Impact of physical incompatibility on drug mass flow rates: example of furosemide-midazolam incompatibility

  • Aurélie Foinard1,

    Affiliated with

    • Bertrand Décaudin1, 2Email author,

      Affiliated with

      • Christine Barthélémy1,

        Affiliated with

        • Bertrand Debaene3 and

          Affiliated with

          • Pascal Odou1, 2

            Affiliated with

            Annals of Intensive Care20122:28

            DOI: 10.1186/2110-5820-2-28

            Received: 26 March 2012

            Accepted: 13 July 2012

            Published: 13 July 2012

            Abstract

            Background

            Patients in intensive care units receive many drugs simultaneously but through limited venous accesses. Several intravenous therapies have to be administered through the same catheter, thus increasing the risk of physicochemical incompatibility. The purpose of this work was to assess and to quantify the impact of physical incompatibility on the mass flow rates of drugs infused simultaneously to the patient, through an in vitro study.

            Methods

            Furosemide-midazolam incompatibility was used to assess the impact of physical incompatibility on drug mass flow rates. Furosemide, midazolam, and saline were simultaneously infused. A filter was added at the end of the infusion line to retain visible particles. Two infusion conditions were tested with and without visible particles. A partial least square method on UV spectra was used to determine simultaneously the concentrations of the two drugs at the egress of the terminal extension line. The drug mass flow rate (expressed as mg/h) was calculated as the product of drug concentration versus total flow rate. Observed/theoretical mass flow rate ratios for each drug (%) were determined per infusion condition.

            Results

            Even in the absence of visible particles, precipitation of furosemide led to a drug loss estimated at between 10% and 15%. Furosemide is more impacted by interaction because the pH of the mixture is acid and this form is poorly soluble in an aqueous solution.

            Conclusions

            Physical incompatibility between furosemide and midazolam leads to a significant reduction in drug delivered to the patient and may result in treatment failure.

            Keywords

            Intravenous drug Drug incompatibility Visible particle Mass flow rate Drug loss

            Background

            Incompatibilities between drug solutions can jeopardize the safety and effectiveness of intravenous drug therapies, especially in the field of anesthesia and intensive care therapy [13]. In fact, patients in intensive care units receive many drugs simultaneously but through limited venous accesses. Several intravenous therapies have to be administered through the same catheter, thus increasing the risk of physicochemical incompatibility.

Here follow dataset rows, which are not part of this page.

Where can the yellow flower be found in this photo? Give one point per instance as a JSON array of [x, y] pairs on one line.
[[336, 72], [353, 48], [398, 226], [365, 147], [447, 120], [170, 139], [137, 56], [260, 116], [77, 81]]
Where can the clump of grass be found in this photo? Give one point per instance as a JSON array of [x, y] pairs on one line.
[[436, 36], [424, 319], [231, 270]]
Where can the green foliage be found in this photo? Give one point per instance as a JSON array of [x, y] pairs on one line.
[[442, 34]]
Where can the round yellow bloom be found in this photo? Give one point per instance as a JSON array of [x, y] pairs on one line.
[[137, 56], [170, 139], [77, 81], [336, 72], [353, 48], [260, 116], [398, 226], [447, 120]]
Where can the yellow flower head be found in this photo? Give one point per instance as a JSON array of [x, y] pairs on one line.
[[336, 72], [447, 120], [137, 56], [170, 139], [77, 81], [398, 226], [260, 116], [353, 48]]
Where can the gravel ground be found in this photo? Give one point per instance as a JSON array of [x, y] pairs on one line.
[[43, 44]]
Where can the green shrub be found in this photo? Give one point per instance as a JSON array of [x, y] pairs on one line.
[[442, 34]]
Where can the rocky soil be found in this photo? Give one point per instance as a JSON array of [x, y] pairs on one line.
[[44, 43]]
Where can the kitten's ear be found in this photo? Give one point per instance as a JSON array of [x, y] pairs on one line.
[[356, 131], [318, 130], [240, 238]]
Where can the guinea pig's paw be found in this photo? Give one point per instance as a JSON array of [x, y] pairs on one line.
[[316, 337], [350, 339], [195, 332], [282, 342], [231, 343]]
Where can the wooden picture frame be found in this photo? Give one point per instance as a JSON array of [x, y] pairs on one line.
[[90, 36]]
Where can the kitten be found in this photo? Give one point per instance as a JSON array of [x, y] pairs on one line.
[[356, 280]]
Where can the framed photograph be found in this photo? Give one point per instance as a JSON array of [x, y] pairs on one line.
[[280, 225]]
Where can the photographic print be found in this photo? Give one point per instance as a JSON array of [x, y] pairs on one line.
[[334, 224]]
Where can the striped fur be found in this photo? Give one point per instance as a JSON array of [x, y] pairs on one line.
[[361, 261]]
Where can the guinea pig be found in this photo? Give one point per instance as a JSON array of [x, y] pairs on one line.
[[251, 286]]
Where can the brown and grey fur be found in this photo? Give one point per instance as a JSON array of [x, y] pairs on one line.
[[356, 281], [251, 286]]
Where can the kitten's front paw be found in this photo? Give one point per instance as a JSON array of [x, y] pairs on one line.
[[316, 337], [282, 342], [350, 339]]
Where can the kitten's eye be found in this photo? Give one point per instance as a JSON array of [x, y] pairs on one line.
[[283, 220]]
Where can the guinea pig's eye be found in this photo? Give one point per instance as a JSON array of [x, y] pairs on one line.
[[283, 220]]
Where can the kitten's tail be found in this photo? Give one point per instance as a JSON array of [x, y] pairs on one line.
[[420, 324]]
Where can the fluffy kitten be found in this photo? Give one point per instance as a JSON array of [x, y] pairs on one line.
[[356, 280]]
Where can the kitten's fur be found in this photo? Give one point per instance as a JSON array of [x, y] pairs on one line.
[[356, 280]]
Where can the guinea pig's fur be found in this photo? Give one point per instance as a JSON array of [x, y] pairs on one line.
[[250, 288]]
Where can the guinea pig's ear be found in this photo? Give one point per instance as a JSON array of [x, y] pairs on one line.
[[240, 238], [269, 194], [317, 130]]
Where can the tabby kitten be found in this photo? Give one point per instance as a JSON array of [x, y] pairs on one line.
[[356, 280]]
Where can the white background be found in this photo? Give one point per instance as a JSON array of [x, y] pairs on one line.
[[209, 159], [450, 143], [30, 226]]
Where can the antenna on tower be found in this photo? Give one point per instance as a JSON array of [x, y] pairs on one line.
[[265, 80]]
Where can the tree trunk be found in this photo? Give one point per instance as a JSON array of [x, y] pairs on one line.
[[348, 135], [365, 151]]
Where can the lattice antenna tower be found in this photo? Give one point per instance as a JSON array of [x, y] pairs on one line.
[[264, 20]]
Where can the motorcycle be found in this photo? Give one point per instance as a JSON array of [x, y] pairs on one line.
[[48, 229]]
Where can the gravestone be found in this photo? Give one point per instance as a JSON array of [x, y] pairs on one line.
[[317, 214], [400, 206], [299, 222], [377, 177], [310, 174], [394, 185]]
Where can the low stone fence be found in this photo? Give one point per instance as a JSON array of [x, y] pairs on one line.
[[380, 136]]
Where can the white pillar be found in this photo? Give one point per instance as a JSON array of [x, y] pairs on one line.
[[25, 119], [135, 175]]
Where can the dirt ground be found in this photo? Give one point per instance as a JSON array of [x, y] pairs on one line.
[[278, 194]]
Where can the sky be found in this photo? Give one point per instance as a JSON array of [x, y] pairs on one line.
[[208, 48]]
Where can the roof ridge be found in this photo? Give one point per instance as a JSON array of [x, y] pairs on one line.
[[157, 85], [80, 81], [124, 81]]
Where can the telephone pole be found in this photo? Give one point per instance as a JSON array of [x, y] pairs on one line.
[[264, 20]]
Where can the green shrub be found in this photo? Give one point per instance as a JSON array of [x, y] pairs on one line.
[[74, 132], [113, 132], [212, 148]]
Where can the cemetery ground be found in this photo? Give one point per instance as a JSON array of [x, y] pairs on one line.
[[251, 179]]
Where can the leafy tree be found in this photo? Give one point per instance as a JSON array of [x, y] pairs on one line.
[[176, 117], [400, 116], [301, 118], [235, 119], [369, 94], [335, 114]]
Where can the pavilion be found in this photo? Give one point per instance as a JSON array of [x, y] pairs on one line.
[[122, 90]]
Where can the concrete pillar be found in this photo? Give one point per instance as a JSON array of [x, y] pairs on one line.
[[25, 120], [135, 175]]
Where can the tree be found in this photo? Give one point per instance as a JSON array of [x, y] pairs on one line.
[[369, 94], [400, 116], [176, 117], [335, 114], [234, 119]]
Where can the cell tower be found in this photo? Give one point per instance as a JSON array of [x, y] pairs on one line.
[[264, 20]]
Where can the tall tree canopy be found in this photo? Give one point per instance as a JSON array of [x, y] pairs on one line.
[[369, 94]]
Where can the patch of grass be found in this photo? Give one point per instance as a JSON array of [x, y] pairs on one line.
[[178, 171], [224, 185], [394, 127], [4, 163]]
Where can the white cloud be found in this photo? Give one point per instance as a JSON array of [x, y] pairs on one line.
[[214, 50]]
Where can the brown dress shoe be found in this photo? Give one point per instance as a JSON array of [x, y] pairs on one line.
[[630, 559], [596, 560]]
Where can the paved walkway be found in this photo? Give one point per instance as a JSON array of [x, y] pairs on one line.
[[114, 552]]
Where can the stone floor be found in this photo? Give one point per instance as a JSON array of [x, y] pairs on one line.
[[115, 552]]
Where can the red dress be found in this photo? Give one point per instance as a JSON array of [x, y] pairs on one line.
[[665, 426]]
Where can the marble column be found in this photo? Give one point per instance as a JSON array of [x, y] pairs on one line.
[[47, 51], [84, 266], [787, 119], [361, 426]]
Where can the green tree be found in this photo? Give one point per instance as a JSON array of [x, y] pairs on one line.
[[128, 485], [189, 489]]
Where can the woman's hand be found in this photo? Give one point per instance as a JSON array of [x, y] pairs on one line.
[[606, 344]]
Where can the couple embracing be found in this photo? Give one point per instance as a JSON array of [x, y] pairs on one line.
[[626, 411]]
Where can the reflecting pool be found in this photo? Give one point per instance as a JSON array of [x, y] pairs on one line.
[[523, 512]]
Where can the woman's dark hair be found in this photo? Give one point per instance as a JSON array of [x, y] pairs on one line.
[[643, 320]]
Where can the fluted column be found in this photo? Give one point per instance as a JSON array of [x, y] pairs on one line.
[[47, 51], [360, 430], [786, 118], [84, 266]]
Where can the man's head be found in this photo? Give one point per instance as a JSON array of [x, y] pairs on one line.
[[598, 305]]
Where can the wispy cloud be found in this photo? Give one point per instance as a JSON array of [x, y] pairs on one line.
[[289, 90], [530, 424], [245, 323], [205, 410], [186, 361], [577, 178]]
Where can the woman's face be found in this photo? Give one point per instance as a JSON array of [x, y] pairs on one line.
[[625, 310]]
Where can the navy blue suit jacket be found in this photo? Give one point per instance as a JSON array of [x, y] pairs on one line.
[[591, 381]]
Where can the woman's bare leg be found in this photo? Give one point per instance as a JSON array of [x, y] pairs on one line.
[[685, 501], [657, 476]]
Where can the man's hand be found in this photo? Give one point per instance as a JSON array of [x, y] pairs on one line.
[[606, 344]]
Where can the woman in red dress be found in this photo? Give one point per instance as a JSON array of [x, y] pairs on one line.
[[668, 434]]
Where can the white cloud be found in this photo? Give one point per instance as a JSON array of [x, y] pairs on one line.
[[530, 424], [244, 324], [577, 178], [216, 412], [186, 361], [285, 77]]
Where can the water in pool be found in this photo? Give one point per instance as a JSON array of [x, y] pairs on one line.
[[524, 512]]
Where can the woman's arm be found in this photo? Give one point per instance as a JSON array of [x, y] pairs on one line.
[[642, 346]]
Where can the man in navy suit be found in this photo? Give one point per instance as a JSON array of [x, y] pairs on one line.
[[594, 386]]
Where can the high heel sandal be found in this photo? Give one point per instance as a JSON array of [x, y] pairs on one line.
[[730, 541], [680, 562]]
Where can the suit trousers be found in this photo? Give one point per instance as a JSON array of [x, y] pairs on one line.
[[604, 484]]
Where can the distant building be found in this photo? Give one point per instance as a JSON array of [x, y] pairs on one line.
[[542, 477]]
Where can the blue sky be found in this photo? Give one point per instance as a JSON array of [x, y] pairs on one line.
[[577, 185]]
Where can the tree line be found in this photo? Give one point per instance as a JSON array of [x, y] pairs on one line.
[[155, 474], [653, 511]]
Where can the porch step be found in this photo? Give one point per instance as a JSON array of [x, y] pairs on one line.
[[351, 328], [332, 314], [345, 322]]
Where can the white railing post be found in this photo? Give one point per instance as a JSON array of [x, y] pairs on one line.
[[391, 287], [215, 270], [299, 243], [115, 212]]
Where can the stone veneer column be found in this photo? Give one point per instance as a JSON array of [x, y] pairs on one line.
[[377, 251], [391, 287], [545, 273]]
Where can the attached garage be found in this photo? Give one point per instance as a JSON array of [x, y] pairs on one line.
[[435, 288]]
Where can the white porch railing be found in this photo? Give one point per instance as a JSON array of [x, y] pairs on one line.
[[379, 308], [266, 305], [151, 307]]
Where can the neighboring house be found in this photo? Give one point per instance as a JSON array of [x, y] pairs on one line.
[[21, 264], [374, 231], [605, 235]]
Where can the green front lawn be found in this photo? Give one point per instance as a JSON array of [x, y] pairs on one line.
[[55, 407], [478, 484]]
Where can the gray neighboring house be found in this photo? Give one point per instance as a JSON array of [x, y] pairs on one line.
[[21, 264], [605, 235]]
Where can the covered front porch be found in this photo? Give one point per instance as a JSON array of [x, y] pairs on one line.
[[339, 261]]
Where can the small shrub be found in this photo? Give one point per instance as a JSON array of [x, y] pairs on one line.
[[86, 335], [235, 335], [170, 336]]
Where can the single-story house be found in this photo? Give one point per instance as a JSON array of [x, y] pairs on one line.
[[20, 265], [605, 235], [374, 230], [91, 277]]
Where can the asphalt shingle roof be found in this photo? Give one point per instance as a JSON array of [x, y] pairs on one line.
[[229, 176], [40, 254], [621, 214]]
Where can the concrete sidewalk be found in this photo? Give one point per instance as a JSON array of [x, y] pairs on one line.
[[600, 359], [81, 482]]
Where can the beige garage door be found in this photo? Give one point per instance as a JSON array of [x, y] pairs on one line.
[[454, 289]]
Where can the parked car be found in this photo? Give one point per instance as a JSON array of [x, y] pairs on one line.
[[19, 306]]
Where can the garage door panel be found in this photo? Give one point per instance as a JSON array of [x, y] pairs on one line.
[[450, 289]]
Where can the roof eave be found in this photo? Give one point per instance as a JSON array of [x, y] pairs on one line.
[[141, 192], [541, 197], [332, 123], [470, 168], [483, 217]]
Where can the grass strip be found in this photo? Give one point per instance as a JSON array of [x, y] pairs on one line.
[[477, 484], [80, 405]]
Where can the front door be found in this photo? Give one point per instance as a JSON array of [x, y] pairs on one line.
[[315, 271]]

            Physical incompatibilities result in visible (precipitate, color change, gas production) and invisible (subvisible particles, variations in pH) reactions. Chemical incompatibilities can lead to a decrease in drug delivery, drug degradation, and/or production of toxic products. Physicochemical incompatibilities have been reported in a series of observational studies in intensive care units [47]. The use of separate venous access sites can prevent contact between incompatible drugs, but all too often there are fewer venous accesses than the number of drugs infused. Filters also can be placed on the infusion line to prevent drug particles from being administered to the patient. However, they will not be able to prevent a drop in drug mass flow rates resulting from incompatibility.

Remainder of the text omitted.